The US Supreme Court ruled Wednesday that a Republican congressman may bring suit to challenge an Illinois mail-in ballot law.
Chief Justice John Roberts wrote the 7-2 majority decision, which confirmed that Congressman Michael Bost had standing to continue his lawsuit in federal court, writing:
Candidates have a concrete and particularized interest in the rules that govern the counting of votes in their elections, regardless whether those rules harm their electoral prospects or increase the cost of their campaigns. Their interest extends to the integrity of the election—and the democratic process by which they earn or lose the support of the people they seek to represent.
Bost sued in 2022, claiming that the Illinois law infringed on a federal law, 2 U.S. Code § 7, that sets a uniform day for federal elections. In its opinion, the court did not consider whether his challenge had any legal merit.
Bost appealed to the Supreme Court after lower courts had held that he did not meet the threshold of demonstrating a “concrete and particularized” injury tied to the challenged law. However, Roberts disagreed lower court holdings, noting that counting unlawful votes or failing to count lawful votes erodes public confidence that the results of the elections reflected true democracy.
“When public confidence in the election results falters, public confidence in the elected representative follows. To the representative, that loss of legitimacy—or its diminution—is a concrete harm. ‘[R]eputational harms,’ as a general matter, are classic Article III injuries,” Roberts wrote.

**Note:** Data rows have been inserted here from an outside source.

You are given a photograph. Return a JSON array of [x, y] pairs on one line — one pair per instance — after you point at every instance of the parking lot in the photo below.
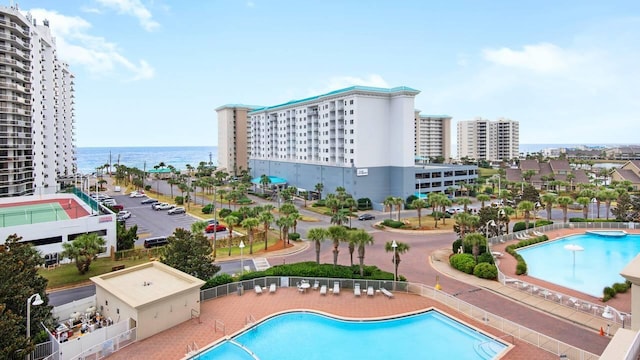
[[152, 223]]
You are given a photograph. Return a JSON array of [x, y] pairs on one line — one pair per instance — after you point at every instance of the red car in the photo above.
[[215, 228]]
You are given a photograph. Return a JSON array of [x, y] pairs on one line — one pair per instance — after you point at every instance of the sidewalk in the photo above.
[[440, 262]]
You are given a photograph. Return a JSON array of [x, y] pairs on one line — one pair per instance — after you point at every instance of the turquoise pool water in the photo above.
[[303, 335], [597, 266]]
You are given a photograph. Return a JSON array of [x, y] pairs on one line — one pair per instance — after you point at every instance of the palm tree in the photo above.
[[337, 234], [250, 224], [549, 199], [266, 218], [483, 198], [83, 250], [361, 239], [398, 202], [526, 207], [317, 235], [388, 203], [231, 221], [584, 201], [475, 240], [400, 248], [419, 204]]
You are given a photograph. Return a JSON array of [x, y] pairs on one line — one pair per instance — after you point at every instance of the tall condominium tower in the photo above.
[[233, 147], [483, 139], [433, 136], [36, 108]]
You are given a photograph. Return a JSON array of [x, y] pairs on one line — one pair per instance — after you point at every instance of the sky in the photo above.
[[152, 72]]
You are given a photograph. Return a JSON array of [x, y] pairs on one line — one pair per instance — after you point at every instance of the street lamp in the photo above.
[[394, 245], [34, 299], [241, 246]]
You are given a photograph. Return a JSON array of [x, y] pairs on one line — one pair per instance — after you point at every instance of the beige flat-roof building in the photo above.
[[433, 136], [153, 297], [233, 139]]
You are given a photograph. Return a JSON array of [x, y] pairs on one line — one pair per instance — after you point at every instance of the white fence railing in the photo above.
[[508, 327], [623, 321]]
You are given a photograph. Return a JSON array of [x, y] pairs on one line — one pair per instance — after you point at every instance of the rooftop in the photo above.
[[146, 283]]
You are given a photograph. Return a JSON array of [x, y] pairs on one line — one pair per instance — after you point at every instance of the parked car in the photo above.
[[164, 206], [155, 241], [215, 228], [453, 211], [178, 210], [137, 194], [124, 214], [366, 217]]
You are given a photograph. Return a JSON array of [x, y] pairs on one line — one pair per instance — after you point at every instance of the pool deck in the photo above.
[[233, 310]]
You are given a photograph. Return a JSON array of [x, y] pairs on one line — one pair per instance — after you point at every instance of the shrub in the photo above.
[[485, 257], [393, 223], [207, 209], [463, 262], [217, 281], [486, 271], [456, 245]]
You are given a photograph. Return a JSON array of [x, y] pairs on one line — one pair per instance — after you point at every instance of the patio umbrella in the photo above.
[[573, 248]]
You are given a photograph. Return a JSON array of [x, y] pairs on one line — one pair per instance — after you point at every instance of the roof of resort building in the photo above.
[[146, 283], [351, 89]]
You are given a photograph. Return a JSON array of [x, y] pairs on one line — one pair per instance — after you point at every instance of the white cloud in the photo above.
[[77, 47], [340, 82], [542, 58], [134, 8]]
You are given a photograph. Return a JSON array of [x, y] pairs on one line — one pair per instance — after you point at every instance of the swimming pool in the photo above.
[[597, 266], [305, 335]]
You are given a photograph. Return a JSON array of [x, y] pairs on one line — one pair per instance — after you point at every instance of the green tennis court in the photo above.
[[31, 214]]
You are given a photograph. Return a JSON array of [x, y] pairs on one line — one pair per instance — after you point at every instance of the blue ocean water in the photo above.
[[90, 158]]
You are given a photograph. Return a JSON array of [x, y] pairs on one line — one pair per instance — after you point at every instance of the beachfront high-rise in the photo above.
[[233, 147], [359, 138], [36, 108], [433, 136], [482, 139]]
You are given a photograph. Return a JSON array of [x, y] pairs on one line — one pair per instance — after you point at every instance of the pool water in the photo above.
[[303, 335], [596, 267]]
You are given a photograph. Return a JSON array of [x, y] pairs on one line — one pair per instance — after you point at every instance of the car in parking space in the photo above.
[[155, 241], [215, 228], [178, 210], [124, 214], [164, 206], [453, 211], [366, 217]]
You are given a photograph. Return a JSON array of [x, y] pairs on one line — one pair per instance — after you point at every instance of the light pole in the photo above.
[[241, 246], [394, 245], [34, 299]]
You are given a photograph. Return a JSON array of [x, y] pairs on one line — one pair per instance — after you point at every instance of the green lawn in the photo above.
[[66, 275]]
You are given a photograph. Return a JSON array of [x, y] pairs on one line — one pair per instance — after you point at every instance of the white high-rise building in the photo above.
[[36, 108], [433, 136], [482, 139]]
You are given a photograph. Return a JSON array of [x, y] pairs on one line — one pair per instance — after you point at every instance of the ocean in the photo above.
[[90, 158]]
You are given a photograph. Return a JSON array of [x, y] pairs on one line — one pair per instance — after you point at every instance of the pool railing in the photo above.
[[556, 296], [518, 331]]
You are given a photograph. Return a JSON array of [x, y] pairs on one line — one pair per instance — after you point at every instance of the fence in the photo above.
[[623, 321], [508, 327]]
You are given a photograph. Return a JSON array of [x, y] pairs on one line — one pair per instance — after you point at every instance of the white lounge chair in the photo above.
[[386, 293], [323, 290]]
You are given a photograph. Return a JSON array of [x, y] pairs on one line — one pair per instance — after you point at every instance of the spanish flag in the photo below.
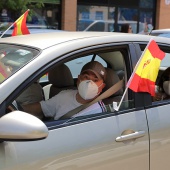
[[20, 26], [3, 74], [145, 73]]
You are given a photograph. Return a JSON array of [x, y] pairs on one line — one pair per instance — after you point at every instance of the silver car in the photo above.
[[134, 138]]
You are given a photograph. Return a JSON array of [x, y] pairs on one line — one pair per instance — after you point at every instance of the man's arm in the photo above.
[[34, 109]]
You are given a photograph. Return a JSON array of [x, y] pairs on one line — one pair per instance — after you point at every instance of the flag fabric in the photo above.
[[3, 74], [20, 27], [145, 73]]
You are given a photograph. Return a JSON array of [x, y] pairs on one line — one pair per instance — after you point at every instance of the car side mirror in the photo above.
[[21, 126]]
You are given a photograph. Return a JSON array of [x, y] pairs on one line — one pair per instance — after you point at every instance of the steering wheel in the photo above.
[[14, 106]]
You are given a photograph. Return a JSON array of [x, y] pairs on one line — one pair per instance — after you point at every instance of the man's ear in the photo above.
[[78, 79], [101, 87]]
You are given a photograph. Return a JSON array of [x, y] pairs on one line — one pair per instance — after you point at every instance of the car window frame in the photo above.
[[74, 54]]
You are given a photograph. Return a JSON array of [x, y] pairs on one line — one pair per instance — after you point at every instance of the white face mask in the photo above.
[[88, 89], [166, 86]]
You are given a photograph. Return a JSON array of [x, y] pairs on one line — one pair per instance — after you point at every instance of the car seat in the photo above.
[[60, 78], [111, 79]]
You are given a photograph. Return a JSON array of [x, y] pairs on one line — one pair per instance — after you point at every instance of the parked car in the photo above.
[[32, 30], [135, 137], [161, 33]]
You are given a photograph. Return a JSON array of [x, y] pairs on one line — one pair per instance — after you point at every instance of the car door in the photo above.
[[159, 124], [112, 140]]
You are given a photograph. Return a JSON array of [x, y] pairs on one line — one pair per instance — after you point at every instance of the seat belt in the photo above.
[[116, 87]]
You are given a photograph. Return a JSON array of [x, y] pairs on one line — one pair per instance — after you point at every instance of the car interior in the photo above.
[[62, 77]]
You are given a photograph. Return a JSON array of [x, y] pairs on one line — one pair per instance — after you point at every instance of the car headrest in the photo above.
[[60, 76], [111, 79]]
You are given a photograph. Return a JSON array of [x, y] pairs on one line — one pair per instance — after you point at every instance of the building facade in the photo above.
[[99, 15], [77, 15]]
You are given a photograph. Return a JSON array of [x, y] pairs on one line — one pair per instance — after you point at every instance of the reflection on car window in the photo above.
[[76, 65], [12, 58]]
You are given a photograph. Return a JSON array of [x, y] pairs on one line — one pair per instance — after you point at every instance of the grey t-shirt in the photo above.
[[63, 102]]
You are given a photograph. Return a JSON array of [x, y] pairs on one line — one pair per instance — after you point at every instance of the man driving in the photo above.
[[90, 84]]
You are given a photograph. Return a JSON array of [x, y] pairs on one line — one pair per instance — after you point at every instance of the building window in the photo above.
[[99, 15]]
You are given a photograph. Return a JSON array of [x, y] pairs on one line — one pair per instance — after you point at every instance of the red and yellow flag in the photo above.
[[3, 74], [145, 73], [20, 27]]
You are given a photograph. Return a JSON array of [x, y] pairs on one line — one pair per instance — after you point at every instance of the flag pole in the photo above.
[[115, 107], [13, 23]]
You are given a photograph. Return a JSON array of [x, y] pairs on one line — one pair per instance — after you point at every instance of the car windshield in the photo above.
[[12, 58]]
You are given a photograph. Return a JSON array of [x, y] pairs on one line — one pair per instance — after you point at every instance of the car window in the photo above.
[[12, 58], [76, 65], [116, 70]]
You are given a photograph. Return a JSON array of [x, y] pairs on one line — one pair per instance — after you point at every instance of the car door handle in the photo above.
[[130, 136]]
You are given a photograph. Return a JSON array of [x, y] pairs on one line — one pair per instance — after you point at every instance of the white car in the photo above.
[[161, 33], [134, 138]]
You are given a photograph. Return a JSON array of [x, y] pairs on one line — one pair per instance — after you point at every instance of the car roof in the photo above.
[[161, 31], [45, 40], [31, 30]]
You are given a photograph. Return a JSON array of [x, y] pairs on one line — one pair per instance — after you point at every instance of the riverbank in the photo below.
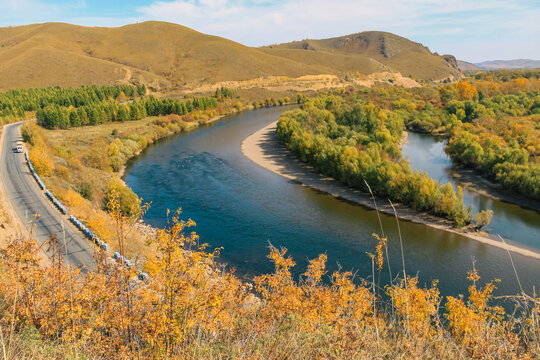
[[264, 148], [473, 181]]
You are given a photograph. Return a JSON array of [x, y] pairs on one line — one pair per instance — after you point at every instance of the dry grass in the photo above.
[[168, 56], [369, 52]]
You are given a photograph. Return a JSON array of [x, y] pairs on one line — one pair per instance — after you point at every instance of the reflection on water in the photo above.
[[244, 208], [512, 222]]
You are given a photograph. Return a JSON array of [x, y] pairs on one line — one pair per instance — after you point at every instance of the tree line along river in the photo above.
[[243, 208]]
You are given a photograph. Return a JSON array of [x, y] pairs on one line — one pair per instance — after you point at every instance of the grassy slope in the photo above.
[[164, 55], [385, 50], [152, 52]]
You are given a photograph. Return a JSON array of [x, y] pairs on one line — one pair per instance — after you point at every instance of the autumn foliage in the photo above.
[[189, 307]]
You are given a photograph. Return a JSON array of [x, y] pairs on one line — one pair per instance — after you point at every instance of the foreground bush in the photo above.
[[189, 308]]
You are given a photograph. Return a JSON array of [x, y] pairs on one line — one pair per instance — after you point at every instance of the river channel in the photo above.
[[243, 208]]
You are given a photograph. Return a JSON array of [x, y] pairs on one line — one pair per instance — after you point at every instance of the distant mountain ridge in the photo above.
[[170, 56], [499, 64]]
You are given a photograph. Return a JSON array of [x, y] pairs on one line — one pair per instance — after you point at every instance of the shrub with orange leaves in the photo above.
[[417, 307]]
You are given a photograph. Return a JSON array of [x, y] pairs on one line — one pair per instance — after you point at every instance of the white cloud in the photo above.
[[436, 23]]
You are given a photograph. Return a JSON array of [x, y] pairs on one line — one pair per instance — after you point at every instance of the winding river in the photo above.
[[243, 208]]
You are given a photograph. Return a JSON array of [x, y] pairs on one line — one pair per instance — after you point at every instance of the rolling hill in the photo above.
[[166, 56], [467, 66], [373, 50], [499, 64]]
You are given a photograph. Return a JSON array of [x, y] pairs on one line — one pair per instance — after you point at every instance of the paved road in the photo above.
[[27, 199]]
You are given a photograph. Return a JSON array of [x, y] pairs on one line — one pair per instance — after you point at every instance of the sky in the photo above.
[[471, 30]]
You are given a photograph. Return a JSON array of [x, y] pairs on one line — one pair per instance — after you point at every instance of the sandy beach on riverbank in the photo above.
[[264, 148]]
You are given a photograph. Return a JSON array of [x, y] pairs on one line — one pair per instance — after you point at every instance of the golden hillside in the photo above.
[[170, 56], [372, 50]]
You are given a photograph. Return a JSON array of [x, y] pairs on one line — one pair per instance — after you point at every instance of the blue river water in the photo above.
[[244, 208]]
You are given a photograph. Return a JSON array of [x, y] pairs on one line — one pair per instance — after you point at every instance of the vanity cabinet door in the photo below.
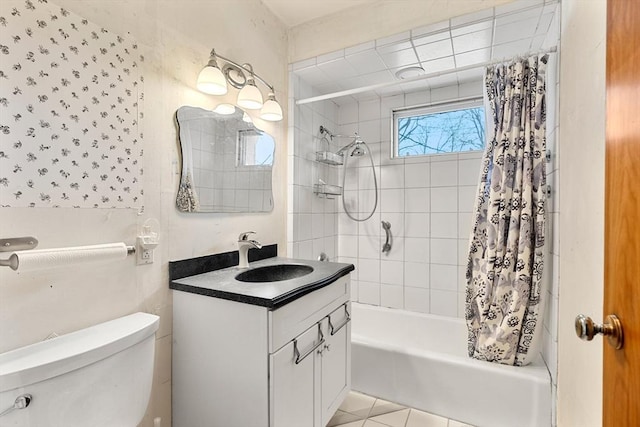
[[335, 362], [292, 381]]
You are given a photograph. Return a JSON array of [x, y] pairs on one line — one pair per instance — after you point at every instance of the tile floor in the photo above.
[[360, 410]]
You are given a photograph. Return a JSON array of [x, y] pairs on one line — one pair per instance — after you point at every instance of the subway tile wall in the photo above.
[[312, 225], [427, 200]]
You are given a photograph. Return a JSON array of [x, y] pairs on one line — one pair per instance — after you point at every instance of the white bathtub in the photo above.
[[420, 360]]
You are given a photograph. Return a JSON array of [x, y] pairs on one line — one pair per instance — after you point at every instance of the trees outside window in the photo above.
[[419, 132]]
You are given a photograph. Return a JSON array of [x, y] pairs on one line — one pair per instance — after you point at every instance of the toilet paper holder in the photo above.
[[27, 243]]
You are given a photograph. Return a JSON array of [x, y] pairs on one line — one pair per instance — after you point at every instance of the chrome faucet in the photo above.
[[244, 244]]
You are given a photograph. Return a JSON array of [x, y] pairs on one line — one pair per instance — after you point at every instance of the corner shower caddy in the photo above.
[[322, 189]]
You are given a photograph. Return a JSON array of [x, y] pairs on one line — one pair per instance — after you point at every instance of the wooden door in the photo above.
[[621, 385]]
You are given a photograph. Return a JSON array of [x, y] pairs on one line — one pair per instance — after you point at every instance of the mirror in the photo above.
[[226, 162]]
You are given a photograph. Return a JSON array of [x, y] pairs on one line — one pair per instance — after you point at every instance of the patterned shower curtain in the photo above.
[[504, 269]]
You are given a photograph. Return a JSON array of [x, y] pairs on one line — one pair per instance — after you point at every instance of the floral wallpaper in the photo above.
[[70, 109]]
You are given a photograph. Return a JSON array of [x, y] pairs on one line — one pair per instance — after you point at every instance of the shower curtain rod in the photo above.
[[411, 79]]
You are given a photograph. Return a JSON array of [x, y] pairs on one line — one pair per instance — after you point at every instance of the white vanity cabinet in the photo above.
[[310, 376], [244, 365]]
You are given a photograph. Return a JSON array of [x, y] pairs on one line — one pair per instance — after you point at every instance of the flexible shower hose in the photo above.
[[375, 184]]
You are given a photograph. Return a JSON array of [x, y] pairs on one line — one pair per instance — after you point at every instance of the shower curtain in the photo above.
[[504, 269]]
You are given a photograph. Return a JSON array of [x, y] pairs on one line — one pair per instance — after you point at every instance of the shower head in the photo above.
[[358, 151]]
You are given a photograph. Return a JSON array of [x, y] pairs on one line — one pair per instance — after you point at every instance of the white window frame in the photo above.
[[423, 110]]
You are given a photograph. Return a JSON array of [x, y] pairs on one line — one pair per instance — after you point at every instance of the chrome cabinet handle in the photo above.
[[387, 244], [343, 324], [296, 352]]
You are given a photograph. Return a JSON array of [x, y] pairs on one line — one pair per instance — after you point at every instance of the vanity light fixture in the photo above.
[[213, 80], [225, 109]]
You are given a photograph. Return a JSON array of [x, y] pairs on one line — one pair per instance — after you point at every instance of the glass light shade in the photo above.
[[225, 109], [271, 110], [250, 97], [212, 81]]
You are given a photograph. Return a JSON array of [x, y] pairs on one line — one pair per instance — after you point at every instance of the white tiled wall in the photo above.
[[427, 200], [312, 225]]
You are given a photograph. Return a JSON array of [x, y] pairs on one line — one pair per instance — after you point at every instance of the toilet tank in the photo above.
[[99, 376]]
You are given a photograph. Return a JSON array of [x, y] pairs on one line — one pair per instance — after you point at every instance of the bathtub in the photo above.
[[420, 360]]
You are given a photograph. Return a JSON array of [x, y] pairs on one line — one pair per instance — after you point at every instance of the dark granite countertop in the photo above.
[[222, 283]]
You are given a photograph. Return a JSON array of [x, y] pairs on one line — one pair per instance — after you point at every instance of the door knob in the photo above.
[[586, 329]]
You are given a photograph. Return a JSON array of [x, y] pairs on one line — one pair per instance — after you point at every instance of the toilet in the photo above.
[[99, 376]]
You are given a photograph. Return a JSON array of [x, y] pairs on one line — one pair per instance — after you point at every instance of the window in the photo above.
[[449, 128], [255, 148]]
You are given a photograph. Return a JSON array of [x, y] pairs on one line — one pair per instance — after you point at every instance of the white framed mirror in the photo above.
[[226, 162]]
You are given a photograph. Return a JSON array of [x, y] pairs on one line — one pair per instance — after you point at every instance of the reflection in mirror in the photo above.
[[226, 162]]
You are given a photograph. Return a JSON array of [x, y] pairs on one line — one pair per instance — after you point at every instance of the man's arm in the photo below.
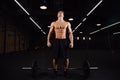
[[70, 35], [49, 35]]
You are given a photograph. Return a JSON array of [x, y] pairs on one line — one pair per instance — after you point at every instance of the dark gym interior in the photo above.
[[23, 38]]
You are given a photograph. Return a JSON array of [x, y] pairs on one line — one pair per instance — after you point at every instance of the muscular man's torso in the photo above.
[[60, 29]]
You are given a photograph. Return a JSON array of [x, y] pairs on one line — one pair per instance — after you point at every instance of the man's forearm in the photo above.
[[71, 37], [48, 37]]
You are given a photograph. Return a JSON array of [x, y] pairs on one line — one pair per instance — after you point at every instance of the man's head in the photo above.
[[60, 14]]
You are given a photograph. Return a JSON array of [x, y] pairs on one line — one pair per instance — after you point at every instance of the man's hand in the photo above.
[[71, 45], [48, 44]]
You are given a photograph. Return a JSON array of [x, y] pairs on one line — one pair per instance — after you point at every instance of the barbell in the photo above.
[[85, 67]]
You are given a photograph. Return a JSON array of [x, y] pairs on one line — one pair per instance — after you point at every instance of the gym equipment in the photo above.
[[85, 67]]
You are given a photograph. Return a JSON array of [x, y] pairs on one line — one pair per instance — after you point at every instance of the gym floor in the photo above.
[[108, 65]]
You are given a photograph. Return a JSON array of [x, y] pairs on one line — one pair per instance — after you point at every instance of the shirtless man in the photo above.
[[60, 46]]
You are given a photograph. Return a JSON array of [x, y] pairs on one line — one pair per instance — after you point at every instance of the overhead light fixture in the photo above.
[[98, 24], [37, 25], [43, 7], [22, 7], [70, 19], [83, 38], [105, 28], [88, 14], [81, 32], [116, 33]]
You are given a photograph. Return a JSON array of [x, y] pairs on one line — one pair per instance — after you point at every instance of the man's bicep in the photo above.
[[69, 28], [51, 27]]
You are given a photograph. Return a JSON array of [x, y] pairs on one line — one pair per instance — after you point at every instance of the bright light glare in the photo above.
[[70, 19], [22, 7], [43, 7]]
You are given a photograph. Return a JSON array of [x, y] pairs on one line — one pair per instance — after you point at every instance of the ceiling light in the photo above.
[[43, 7], [81, 32], [98, 24], [70, 19]]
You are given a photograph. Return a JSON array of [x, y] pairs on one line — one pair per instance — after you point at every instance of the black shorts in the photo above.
[[60, 48]]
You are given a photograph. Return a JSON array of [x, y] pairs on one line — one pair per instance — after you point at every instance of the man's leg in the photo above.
[[55, 65], [66, 64]]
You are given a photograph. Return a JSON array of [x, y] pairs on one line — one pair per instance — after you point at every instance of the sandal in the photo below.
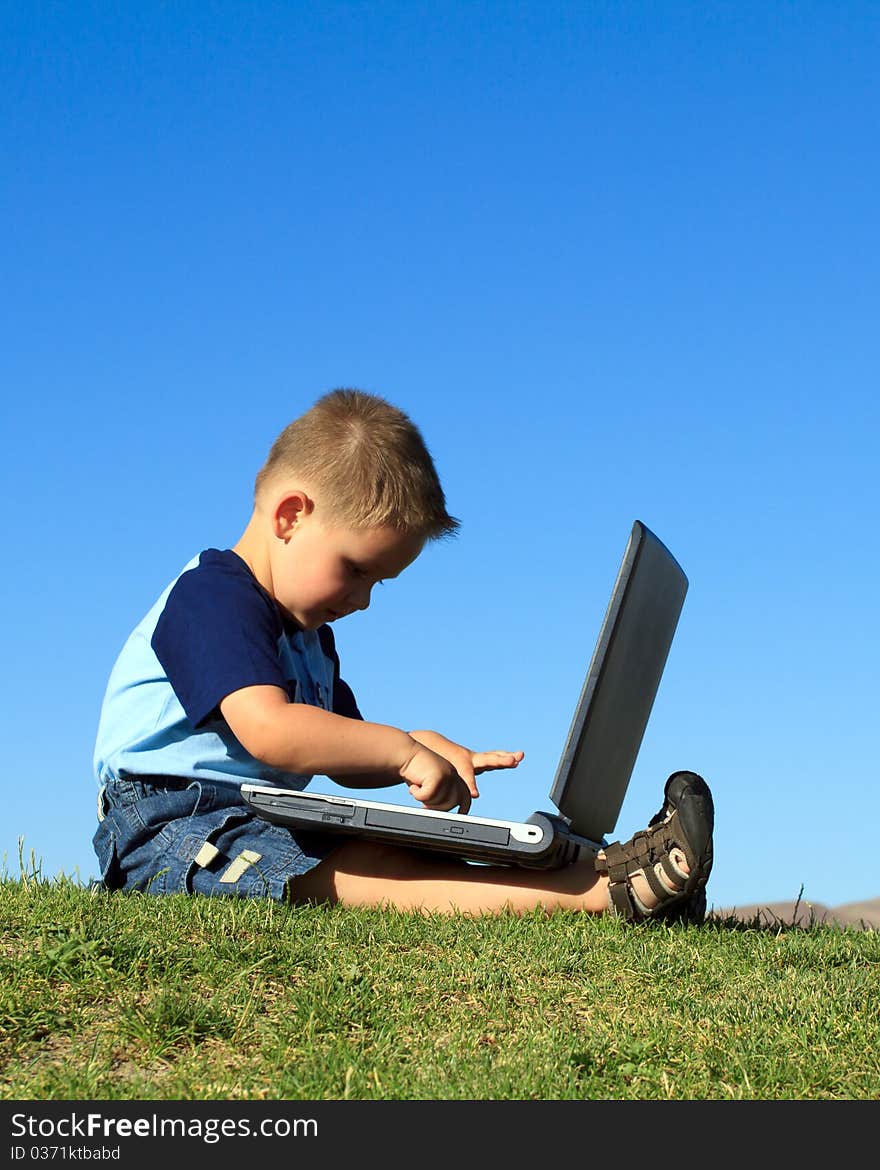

Dissenting Justice Ketanji Brown Jackson worried the decision may lead to increased challenges from candidates following elections, writing:
Alarmingly, today’s ruling… opens the floodgates to exactly the type of troubling election-related litigation the Court purportedly wants to avoid… Under the Court’s new harm-free candidate-standing rule, an electoral candidate who loses in a landslide can apparently still file a disruptive legal action in federal court after the election is over… [T]he court now complicates and destabilizes both our standing law and America’s electoral processes.
Justice Amy Coney Barrett concurred with the majority but said she would have taken a more limited approach, holding that Bost had standing to continue his lawsuit because of the money his campaign had spent.
“This is a critically important step forward in the fight for election integrity and fair elections,” Bost said in a statement, adding that he would continue to pursue his case as “he navigate[s] the next stages of the legal process.”